Achtung: der größte Feind sind immer Sie selbst! Von essentieller Wichtigkeit ist es nämlich, die nötige Selbstdisziplin mit zu bringen und sich selbst diese Vorgehensweise gegen (eigenen) anfänglichen Widerstand anzutrainieren und konsequent beizubehalten. Der Widerstand kommt erfahrungsgemäß weniger vom eigenen Chef, sondern oftmals vielmehr aus Ihnen selbst. Innere Stimmen möchten Sie an viele unerledigte Dinge erinnern und ermuntern Sie zu den gewohnten Abläufen von schnellem Umschalten und oberflächlichen Springen. Lassen Sie sich nicht entmutigen und zwingen Sie sich ggf. anfänglich zu Ihrem neuen Freiraum. Mit etwas Übung und demütiger Geduld haben es viele meiner Patienten und Klienten geschafft die tiefe Stunde in Ihren Arbeitsalltag einzubauen und sie schätzen zu lernen. Das Ergebnis ist nicht nur eine wissenschaftlich erwiesene höhere Leistung, sondern auch ein Gefühl von Zufriedenheit und Glück.
Lernen Sie außerdem eine kurze Zeitspanne des Tages „abzuschalten“ und mit sich und ihren gewonnenen Eindrücken allein zu sein. Geben Sie nicht dem ersten Impuls nach bei einer möglicherweise aufsteigenden inneren Unruhe. Versuchen Sie diese Insel der Ruhe innerlich zuzulassen und willkommen zu heißen. Mit ein wenig Übung und der nötigen Bereitschaft einer konsequenten Verteidigung werden Sie die Früchte dieser „Eigenzeit“, darunter restaurierte Aufmerksamkeit und kreative Einfälle, ernten und genießen können.

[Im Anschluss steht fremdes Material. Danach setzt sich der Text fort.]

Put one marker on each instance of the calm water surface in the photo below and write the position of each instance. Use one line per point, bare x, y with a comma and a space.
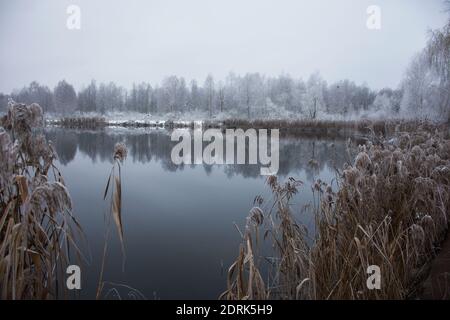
178, 221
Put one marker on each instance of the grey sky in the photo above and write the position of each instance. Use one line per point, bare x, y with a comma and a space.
134, 41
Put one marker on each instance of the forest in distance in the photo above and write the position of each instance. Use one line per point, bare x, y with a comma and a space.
422, 93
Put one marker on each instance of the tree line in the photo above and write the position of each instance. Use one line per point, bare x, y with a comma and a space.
252, 94
424, 92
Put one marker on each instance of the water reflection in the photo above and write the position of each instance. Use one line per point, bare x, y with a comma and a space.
155, 145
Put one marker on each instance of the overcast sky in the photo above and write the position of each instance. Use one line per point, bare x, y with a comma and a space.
146, 40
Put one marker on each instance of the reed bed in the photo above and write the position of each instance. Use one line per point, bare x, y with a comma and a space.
38, 232
82, 122
390, 208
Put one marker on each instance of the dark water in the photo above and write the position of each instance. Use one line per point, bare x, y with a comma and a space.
178, 220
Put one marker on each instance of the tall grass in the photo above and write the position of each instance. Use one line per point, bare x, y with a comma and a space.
37, 229
390, 209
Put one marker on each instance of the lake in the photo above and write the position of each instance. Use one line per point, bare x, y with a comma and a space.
179, 221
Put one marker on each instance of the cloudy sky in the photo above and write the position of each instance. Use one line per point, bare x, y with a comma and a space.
146, 40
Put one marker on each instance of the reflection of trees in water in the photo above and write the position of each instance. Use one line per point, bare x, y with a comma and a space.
65, 143
143, 147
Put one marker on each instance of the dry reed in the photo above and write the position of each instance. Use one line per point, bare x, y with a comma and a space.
37, 229
390, 209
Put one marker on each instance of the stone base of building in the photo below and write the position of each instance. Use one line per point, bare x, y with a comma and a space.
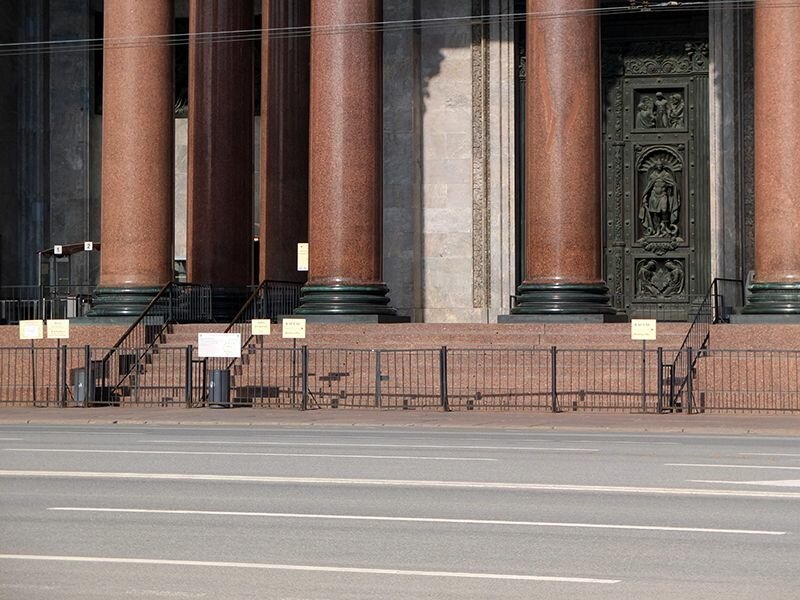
562, 318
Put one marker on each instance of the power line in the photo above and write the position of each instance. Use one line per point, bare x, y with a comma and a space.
386, 27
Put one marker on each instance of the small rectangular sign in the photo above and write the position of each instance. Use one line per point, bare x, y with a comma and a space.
643, 329
302, 256
31, 330
219, 345
58, 329
260, 326
294, 328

Ein modernes Verständnis von Ergonomie am Arbeitsplatz berücksichtig „gehirngerechtes Arbeiten“. Im Hinblick auf die zunehmende Verdichtung und Beschleunigung von Arbeitsprozessen und die Steigerung paralleler Aufgabenbearbeitung, sowie der damit verbundenen zunehmenden Belastungen am Arbeitsplatz, tun wir (alle) gut daran uns mit diesen Aspekten zu beschäftigen. Auch das gehört zur Diskussion einer „Digitalisierung“, die zwar heutzutage in geradezu frenetischer Begeisterung feiert, was technisch alles möglich ist, aber dabei gerne vergisst, was unser Gehirn braucht, um richtig gut zu sein.
Blitzlichter
Aufmerksamkeit ist heute begehrt. Jeder versucht sie uns zu stehlen. Geht sie verloren, berauben wir uns eine der wichtigsten Eigenschaften des Gehirns, nämlich konzentriert in eine Sache einzutauchen. Erst durch Tiefe entsteht Leistung, Qualität und Genuss.

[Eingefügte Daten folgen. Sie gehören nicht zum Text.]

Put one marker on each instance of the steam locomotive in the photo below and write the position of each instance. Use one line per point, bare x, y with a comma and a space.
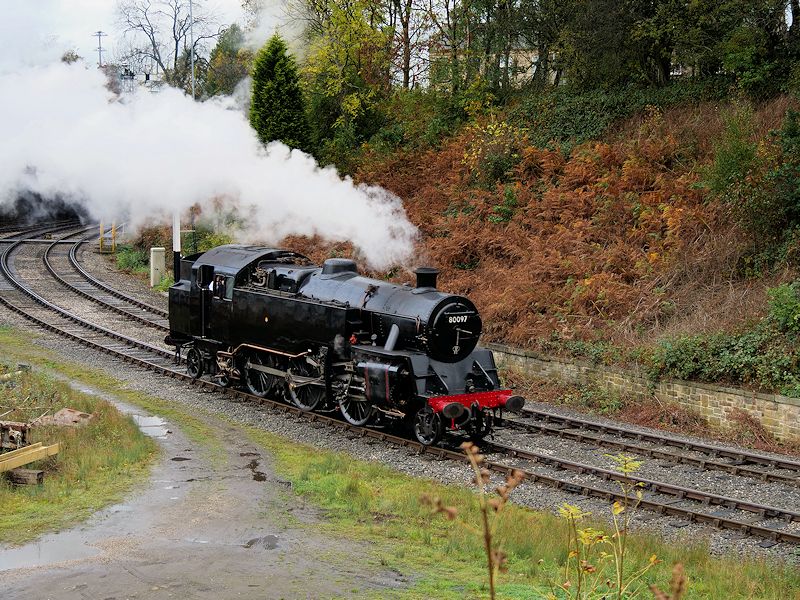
329, 339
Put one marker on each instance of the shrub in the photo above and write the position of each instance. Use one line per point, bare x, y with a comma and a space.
565, 118
493, 151
764, 356
131, 260
784, 307
277, 108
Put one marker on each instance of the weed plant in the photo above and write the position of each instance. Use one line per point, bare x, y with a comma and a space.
96, 464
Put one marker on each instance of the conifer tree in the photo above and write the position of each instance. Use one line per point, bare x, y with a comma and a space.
277, 109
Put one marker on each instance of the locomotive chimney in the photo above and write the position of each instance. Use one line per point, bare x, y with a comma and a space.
426, 276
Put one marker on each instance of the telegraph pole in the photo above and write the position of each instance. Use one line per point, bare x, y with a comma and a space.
191, 39
100, 35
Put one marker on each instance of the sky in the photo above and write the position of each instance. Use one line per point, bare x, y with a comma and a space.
32, 31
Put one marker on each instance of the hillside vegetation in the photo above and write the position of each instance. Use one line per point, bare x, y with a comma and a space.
612, 180
671, 241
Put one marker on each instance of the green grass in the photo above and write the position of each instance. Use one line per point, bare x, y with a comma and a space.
371, 502
79, 480
132, 260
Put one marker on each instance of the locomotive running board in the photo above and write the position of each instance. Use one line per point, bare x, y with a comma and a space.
294, 380
270, 350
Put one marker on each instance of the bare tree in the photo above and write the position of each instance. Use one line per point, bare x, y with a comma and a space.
159, 30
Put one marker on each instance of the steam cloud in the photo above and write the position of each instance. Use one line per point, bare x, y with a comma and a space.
65, 135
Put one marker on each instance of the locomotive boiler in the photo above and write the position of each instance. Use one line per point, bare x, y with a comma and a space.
326, 339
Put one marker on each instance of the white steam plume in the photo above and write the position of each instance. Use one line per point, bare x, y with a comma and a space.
65, 134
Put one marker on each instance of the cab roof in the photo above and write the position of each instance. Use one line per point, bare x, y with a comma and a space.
232, 258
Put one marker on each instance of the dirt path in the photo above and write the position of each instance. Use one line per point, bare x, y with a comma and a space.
206, 526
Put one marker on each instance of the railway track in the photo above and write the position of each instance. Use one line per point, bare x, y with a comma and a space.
673, 450
81, 282
692, 505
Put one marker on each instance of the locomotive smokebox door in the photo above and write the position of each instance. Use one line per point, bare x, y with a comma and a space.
379, 381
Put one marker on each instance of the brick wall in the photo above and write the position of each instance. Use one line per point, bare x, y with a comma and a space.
780, 415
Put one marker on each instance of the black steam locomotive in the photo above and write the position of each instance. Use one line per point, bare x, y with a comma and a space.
327, 339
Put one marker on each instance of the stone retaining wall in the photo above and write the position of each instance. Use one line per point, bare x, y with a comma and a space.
779, 415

Multitasking ist bei gleichzeitigen intellektuellen Leistungen kaum möglich. Beide (!) Geschlechter tun sich hier schwer. Unser Gehirn muss ständig umschalten. Umschalten ist anstrengend und erschöpfend. Wer seriell arbeitet und lebt, macht weniger Fehler und spart Zeit.
Kreativität ist nur zum Teil Inspiration. Eine zeitlich begrenzte Reizflut kann zwar explosive Einfälle ermöglichen, das Weiterentwickeln von Ideen und Verknüpfen von Assoziationen braucht jedoch Ruhe. Gedanken müssen inkubieren können. Reizarmut hilft diesem Teil der Kreativität auf die Sprünge. Wer Ideen klug entwickeln möchte, braucht geistige Pausen. Langeweile schadet nicht, sie spornt geistig an.